Where and how people did their shopping is a good indicator of social differences. While the poorer classes had to spend most of their income on food, the members of the imperial family, the higher ranks of the aristocracy and the haute bourgeoisie were eager to buy luxury goods. As a result there was a wide range of opportunities and places to buy goods. Catering for the Court was done by specially appointed suppliers (Hof- und Kammerlieferanten), and they also provided the expensive luxury products to satisfy the requirements of the higher ranks of the aristocracy and the haute bourgeoisie. The poorer classes bought what they needed in the way of food, clothes and household goods at local markets, in small general stores or from street traders.

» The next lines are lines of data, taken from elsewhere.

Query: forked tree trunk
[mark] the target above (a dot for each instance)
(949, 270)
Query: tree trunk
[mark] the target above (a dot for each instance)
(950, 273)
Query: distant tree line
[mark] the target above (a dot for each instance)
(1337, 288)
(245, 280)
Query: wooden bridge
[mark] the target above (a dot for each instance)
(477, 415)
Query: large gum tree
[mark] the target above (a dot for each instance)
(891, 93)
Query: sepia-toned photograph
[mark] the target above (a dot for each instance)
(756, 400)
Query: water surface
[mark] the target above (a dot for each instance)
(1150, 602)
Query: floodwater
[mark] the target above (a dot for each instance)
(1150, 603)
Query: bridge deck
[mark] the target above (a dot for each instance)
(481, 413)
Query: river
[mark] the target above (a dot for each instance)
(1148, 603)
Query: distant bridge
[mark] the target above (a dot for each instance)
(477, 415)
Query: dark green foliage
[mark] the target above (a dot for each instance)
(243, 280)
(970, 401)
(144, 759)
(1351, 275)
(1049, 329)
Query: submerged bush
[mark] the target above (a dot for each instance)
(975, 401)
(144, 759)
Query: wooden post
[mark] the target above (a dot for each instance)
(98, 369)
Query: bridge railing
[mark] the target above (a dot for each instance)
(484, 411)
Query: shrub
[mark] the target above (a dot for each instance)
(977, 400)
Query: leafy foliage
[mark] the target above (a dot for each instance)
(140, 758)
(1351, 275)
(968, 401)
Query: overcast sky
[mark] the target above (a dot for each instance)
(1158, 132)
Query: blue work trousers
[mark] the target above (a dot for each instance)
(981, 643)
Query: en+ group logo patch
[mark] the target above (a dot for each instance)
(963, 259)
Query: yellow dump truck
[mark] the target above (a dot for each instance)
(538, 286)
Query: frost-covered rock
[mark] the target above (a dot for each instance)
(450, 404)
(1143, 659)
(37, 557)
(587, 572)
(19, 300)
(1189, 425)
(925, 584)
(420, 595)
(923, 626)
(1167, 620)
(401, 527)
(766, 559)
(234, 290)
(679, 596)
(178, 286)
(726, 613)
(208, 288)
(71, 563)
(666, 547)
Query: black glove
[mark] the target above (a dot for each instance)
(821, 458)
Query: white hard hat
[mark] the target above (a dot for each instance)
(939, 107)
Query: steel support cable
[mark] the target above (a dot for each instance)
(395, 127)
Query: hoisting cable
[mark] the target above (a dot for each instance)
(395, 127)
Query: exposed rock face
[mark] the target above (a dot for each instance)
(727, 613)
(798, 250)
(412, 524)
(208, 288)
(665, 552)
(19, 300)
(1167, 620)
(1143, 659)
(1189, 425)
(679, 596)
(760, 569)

In the course of the nineteenth century co-operative societies were founded as a form of self-help. They made it possible for the lower income groups to buy goods cheaply by cutting out the middlemen. The number of these societies – there were almost 1,500 of them in the Austrian half of the Empire in 1913 – shows the great demand for cheap products. The same trend can be seen in the way that retail chains were founded in the second half of the nineteenth century: these shops had several branches and could thus offer products at cheaper prices. However, unlike the situation in other European metropolises like Paris and London, in Vienna the dominant structure continued to be based on small businesses.